To specify a subset \(S\) of \(\{1, 2, \dots, n\}\), we must say if \(1 \in S\) or \(1 \notin S\), then if \(2 \in S\) or \(2 \notin S\), and so on.
Hence the number of choices for \(S\) is \[\begin{align*} \underbrace{2}_{1 \in S?} \cdot \underbrace{2}_{2 \in S?} \dots \cdot \underbrace{2}_{n \in S?}= 2^n \end{align*}\]

Proof (2). By induction on \(n\). Clearly true for \(n = 0\). Given \(n > 0\), and \(T \subseteq \{1, 2, \dots, n - 1\}\), how many sets \(S \subseteq \{1, 2, \dots, n\}\) are there s.t. \(S \cap \{1, \dots, n - 1\} = T?\).

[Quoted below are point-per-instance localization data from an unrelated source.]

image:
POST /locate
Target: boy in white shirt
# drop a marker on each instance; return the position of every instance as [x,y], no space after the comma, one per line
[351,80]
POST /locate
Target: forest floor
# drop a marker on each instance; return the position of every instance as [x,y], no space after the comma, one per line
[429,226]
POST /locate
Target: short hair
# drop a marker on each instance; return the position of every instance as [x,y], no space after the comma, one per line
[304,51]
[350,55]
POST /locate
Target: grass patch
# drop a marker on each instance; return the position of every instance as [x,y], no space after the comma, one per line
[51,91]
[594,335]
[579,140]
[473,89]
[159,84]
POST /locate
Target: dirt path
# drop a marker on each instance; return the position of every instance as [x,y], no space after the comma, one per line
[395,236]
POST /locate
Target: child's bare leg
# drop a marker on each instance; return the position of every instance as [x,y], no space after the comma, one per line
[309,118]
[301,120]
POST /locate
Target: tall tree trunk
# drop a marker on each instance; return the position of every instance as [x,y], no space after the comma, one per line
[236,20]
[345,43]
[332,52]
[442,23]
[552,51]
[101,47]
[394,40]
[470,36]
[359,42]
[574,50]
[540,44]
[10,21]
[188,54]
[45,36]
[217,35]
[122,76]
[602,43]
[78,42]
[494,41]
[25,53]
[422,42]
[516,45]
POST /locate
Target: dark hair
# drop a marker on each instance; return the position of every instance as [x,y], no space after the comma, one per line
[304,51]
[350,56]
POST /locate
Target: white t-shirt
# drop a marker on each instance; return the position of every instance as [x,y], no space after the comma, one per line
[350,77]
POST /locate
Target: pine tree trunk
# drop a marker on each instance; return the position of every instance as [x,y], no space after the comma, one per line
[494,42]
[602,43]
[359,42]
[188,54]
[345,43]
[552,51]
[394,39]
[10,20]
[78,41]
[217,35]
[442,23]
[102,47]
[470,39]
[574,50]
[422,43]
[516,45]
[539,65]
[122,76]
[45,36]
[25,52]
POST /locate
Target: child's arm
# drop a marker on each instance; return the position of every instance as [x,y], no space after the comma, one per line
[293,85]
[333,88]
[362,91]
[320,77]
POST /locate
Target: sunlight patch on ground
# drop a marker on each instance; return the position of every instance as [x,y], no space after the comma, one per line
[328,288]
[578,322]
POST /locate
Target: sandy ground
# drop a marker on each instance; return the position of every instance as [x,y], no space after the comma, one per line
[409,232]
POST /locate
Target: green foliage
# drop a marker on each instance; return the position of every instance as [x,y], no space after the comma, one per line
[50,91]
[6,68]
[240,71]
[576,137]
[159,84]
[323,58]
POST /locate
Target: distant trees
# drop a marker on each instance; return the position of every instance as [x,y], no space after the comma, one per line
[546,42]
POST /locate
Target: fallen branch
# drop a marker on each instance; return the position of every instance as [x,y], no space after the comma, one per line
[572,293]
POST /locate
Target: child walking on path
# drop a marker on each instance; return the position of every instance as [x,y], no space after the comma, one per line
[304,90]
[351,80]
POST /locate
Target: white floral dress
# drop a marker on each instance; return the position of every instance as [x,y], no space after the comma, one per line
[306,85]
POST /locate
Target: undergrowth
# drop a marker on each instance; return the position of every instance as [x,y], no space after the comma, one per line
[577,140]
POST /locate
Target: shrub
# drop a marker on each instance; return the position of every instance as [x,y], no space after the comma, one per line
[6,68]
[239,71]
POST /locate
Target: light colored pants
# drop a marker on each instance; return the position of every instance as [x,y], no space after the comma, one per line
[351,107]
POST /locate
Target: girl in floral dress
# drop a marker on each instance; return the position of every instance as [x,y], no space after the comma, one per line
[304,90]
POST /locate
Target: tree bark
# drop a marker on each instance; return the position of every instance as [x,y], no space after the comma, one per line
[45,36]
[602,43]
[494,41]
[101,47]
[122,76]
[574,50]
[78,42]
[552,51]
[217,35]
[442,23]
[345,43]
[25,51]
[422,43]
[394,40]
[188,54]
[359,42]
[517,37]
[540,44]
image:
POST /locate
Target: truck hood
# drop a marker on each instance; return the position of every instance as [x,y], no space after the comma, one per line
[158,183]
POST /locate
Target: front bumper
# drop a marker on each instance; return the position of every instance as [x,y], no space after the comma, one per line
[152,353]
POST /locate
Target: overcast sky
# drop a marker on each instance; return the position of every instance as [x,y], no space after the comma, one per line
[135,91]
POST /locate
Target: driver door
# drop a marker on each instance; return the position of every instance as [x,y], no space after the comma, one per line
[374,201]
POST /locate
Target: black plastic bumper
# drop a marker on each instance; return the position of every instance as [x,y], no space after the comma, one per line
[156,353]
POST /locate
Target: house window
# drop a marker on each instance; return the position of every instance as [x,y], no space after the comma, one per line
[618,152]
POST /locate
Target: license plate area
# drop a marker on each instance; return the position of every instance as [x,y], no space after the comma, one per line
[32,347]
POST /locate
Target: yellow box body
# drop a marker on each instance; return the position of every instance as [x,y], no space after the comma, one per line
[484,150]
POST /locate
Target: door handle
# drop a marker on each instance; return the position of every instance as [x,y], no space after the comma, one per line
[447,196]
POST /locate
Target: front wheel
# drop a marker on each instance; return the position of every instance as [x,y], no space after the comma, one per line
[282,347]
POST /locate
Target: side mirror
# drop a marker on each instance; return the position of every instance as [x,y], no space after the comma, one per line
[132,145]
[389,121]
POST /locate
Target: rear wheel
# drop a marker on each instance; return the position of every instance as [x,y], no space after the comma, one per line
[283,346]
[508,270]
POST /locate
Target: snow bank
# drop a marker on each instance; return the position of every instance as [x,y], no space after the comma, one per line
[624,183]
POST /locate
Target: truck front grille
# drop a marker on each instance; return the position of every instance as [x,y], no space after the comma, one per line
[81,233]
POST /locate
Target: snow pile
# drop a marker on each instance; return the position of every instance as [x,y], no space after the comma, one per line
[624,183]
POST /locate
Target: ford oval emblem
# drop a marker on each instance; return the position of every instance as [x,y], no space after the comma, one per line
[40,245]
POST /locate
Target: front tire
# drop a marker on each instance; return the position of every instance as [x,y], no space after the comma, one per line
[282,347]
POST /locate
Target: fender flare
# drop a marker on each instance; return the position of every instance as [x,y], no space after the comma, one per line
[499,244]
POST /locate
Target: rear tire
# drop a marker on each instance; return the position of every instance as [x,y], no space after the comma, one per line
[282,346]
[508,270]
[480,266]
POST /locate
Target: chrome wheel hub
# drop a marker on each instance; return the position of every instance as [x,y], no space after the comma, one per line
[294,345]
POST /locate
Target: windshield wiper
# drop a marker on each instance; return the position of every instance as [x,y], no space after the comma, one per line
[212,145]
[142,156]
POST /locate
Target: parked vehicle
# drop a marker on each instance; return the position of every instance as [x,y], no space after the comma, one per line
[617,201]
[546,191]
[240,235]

There are exactly \(2\), namely \(T\) and \(T \cup \{n\}\).
Hence \[\begin{align*} \text{no. of subsets of } \{1, 2, \dots, n\} &= 2 \times \text{ no. of subsets of } \{1, 2, \dots, n - 1\} \\ &= 2 \cdot 2^{n - 1} \\ &= 2^n. \end{align*}\]

If \(A\) has size \(n\), we write “\(|A| = n\)” or “\(\# A = n\)”.

So Proposition 4.1 says that \(|A| = n \implies |\mathcal{P}(A)| = 2^n\).

Given \(n \in \mathbb{N}_0\) and \(0 \leq k \leq n\), we write \(\binom{n}{k}\) for the number of subsets of an \(n\)-element set that are of size \(k\). In other words \[\begin{align*} \binom{n}{k} = \left| \{ S \subseteq \{1, 2, \dots, n\} : |S| = k \} \right|. \end{align*}\] \(\binom{n}{k}\) is called a binomial coefficient.

E.g. the subsets of size \(2\) of \(\{1, 2, 3, 4\}\) are precisely \(\{1, 2\}, \{1, 3\}, \{1, 4\}, \{2, 3\}, \{2, 4\}, \{3, 4\}\) so \(\binom{4}{2} = 6\).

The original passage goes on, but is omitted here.